Hey,
I was using the tutorial, however I noticed a flaw in the new user script.
It allows duplicate users.
The code is as follows ~
<?PHP
$newUser = $_POST['newUser'];
$passOne = $_POST['passOne'];
$passTwo = $_POST['passTwo'];
if ($passOne == $passTwo) {
$newPass = $passOne;
} else {
print "Passwords mismatched";
}
if (($REQUEST_METHOD=='POST')) {
for(reset($HTTP_POST_VARS);
$key=key($HTTP_POST_VARS);
next($HTTP_POST_VARS)) {
$this = addslashes($HTTP_POST_VARS[$key]);
$this = strtr($this, ">", " ");
$this = strtr($this, "<", " ");
$this = strtr($this, "|", " ");
$$key = $this;
}
if ($newUser && $newPass ) {
$query = "insert into auth (userid,username,userpassword) ";
$query .= "VALUES(0000,'$newUser','$newPass')";
mysql_connect("dbhostname","dbusername","dbpassword)

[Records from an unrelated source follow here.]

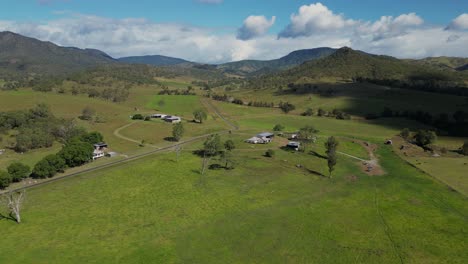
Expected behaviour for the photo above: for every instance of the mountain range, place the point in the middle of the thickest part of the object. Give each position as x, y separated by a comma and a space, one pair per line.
20, 55
24, 55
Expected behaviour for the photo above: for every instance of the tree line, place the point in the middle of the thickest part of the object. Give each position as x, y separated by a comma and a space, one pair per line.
75, 152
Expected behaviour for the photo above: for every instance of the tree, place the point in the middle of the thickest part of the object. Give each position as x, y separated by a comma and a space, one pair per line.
278, 127
425, 137
270, 153
405, 133
161, 103
331, 146
212, 145
87, 113
14, 201
229, 145
321, 112
177, 131
40, 111
138, 117
92, 138
200, 115
286, 107
307, 136
76, 153
5, 179
464, 149
48, 167
227, 159
177, 149
18, 171
308, 112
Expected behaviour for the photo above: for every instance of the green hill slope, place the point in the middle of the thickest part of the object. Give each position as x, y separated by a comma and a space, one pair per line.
253, 67
21, 55
350, 65
155, 60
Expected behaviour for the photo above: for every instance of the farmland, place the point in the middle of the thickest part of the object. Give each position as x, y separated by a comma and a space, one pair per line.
268, 210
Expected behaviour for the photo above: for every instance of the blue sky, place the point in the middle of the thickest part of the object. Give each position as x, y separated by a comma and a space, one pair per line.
229, 13
259, 29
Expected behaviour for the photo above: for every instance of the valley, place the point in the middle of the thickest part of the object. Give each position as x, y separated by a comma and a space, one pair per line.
203, 198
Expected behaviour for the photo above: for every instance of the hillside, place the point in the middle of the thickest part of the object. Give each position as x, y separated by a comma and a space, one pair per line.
256, 67
155, 60
20, 55
351, 65
450, 63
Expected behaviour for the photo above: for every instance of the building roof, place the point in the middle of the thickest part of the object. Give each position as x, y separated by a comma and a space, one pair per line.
294, 144
254, 139
100, 144
265, 134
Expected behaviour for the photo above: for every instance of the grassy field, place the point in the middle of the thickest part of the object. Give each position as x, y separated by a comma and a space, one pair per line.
362, 99
264, 211
114, 116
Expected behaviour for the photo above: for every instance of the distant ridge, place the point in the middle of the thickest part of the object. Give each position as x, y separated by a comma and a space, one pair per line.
24, 55
155, 60
252, 67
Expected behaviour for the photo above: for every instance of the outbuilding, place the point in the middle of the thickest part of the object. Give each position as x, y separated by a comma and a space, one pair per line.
293, 145
172, 119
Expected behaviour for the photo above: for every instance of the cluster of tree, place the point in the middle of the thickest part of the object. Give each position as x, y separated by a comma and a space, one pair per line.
286, 107
422, 83
422, 138
199, 115
455, 124
261, 104
338, 114
331, 145
213, 148
167, 91
307, 88
76, 152
37, 128
16, 172
229, 83
178, 131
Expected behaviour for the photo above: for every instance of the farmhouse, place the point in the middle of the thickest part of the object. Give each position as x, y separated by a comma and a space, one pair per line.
99, 150
100, 146
293, 145
262, 138
255, 140
158, 116
172, 119
97, 154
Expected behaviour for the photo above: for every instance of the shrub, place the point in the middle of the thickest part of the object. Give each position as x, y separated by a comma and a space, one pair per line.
5, 179
425, 137
308, 112
18, 171
270, 153
278, 127
405, 133
138, 117
464, 149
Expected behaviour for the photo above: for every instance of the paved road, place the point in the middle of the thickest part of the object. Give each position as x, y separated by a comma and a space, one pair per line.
206, 102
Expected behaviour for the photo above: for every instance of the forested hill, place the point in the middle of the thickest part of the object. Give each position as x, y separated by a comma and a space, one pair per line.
20, 55
155, 60
351, 65
447, 63
255, 67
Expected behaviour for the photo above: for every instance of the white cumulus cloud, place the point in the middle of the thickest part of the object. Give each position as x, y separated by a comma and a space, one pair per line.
459, 23
254, 26
313, 19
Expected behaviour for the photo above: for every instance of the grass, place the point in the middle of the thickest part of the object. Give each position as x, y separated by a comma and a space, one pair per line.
264, 211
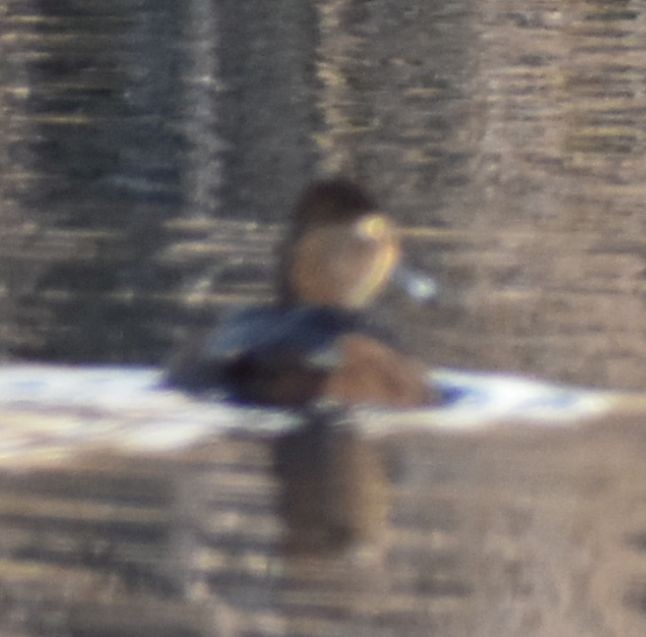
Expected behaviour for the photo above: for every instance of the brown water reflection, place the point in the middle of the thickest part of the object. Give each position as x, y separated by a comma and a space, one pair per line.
513, 531
149, 154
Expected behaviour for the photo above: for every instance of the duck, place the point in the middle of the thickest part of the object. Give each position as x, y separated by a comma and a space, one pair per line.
317, 343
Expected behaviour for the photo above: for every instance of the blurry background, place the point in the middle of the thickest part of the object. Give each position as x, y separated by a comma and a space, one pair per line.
150, 151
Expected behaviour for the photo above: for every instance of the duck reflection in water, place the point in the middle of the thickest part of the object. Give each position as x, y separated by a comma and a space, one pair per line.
316, 345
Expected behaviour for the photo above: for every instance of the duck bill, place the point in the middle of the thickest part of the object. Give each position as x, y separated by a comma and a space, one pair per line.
417, 285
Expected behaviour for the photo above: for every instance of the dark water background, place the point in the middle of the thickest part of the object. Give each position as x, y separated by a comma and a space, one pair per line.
149, 152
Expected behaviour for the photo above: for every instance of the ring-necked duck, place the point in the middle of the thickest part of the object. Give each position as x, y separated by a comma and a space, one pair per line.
316, 343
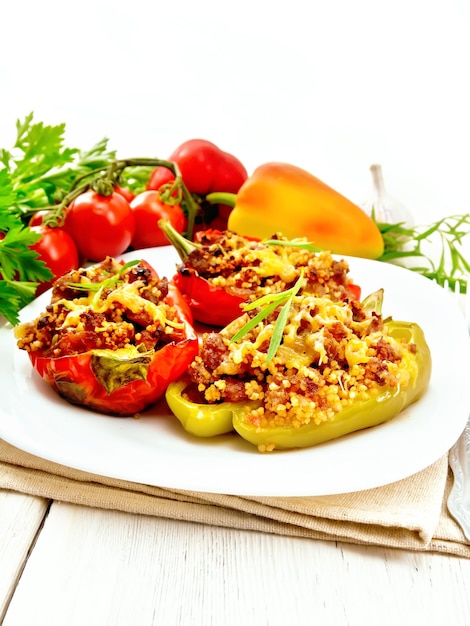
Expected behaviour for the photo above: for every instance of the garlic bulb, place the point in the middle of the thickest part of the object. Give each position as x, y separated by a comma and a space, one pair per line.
386, 208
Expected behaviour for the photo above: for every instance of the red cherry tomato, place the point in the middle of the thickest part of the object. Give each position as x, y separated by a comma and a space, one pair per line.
101, 226
148, 209
58, 251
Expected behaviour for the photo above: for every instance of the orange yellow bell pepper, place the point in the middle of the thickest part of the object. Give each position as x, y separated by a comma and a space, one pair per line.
283, 198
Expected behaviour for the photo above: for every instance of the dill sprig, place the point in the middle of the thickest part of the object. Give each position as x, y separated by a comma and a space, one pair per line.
450, 266
269, 303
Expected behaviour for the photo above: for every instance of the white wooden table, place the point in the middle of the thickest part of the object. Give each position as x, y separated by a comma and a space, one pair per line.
67, 565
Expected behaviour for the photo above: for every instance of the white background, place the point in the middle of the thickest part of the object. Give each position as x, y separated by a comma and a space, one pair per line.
330, 85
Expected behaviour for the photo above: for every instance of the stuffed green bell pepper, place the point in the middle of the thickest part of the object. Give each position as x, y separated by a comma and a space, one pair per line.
299, 371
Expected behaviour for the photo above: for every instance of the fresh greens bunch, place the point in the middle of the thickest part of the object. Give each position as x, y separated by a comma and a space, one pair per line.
36, 172
433, 250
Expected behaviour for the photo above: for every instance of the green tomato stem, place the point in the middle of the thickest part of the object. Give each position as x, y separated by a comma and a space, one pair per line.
222, 197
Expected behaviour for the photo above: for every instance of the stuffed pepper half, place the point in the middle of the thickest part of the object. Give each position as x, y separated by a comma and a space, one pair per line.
221, 271
302, 373
112, 338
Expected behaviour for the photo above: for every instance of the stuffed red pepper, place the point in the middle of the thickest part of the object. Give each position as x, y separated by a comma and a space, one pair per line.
112, 338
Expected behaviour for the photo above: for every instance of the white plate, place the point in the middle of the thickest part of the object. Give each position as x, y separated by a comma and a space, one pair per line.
156, 450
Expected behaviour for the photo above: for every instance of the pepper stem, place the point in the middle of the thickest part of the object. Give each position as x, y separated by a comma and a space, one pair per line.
183, 246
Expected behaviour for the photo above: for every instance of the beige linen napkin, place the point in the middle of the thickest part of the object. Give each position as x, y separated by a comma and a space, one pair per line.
410, 514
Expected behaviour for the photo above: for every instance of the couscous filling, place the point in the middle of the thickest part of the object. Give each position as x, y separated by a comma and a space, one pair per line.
332, 354
103, 308
250, 268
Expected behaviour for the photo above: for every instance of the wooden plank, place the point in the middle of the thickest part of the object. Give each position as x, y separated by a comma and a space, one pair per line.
21, 517
105, 568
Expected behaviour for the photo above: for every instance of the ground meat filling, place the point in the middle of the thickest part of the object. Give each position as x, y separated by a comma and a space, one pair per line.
331, 355
92, 309
252, 268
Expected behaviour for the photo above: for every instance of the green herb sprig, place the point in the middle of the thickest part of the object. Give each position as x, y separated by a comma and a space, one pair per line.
270, 302
406, 243
294, 243
104, 285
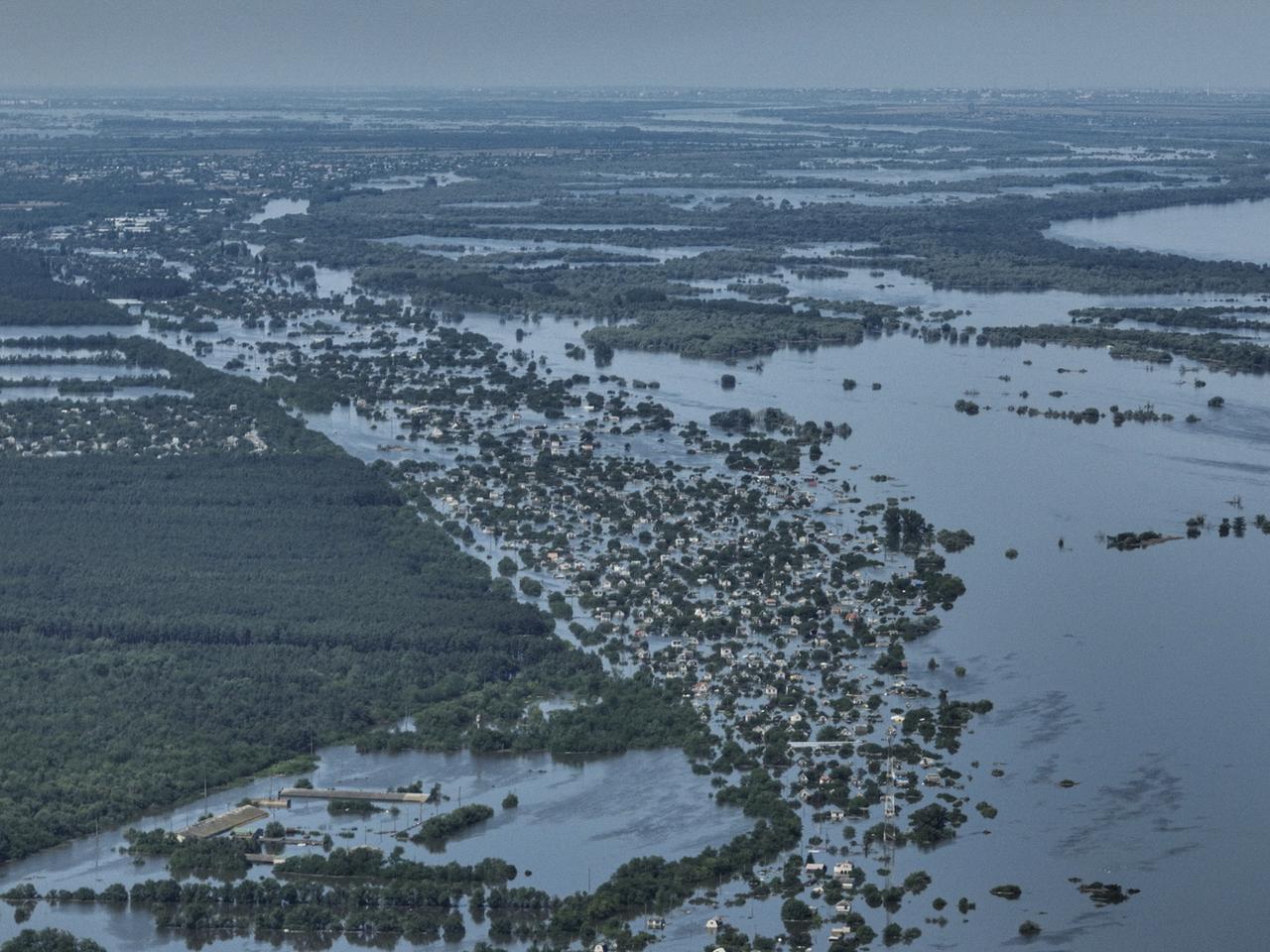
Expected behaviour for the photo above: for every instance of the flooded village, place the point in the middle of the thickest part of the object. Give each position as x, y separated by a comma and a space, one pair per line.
694, 451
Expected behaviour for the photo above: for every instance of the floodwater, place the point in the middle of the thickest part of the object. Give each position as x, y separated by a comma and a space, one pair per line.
278, 207
1138, 675
1237, 231
604, 809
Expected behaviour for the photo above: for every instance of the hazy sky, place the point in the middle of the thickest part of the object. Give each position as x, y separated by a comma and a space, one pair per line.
1146, 44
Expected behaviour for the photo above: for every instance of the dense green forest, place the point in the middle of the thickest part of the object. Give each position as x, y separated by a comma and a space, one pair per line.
28, 295
168, 622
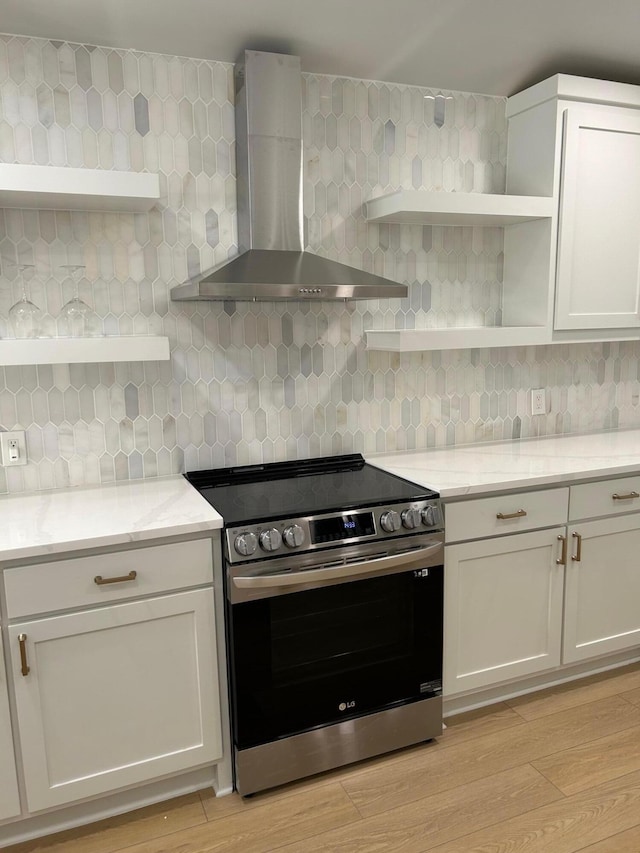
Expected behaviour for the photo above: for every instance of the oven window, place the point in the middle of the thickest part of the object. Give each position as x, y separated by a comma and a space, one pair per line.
339, 629
320, 656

or die("Unable to connect to SQL server");
mysql_select_db("dbname") or die("Unable to select database");
$result = mysql_query($query) or die("Insert Failed!");
}
}
if ( $result ){
print "You have successfully entered ".$newUser." with the password of ".$newPass." to your database!!";
}
?>
<html>
<head>
<title>Database Insert Form for kirupa</title>
</head>
<body bgcolor="#FFFFFF">
<h1>Insert Into Database • UCS</h1>
<form action="usercheck.php" method="POST">
New User Name: <input type="text" size="20" name="newUser" style="background-color: cyan;"><br>
New User Password: <input type="text" size="20" name="passOne" style="background-color: cyan;"><br>
Verify Password: <input type="text" size="20" name="passTwo" style="background-color: cyan;"><br>
<input type="submit" value="Add User" style="background-color: cyan;">
</form>
<br><br>
<hr>
<?
$queryb="SELECT COUNT(*) FROM auth";
mysql_connect("mysql.host.com","username","password")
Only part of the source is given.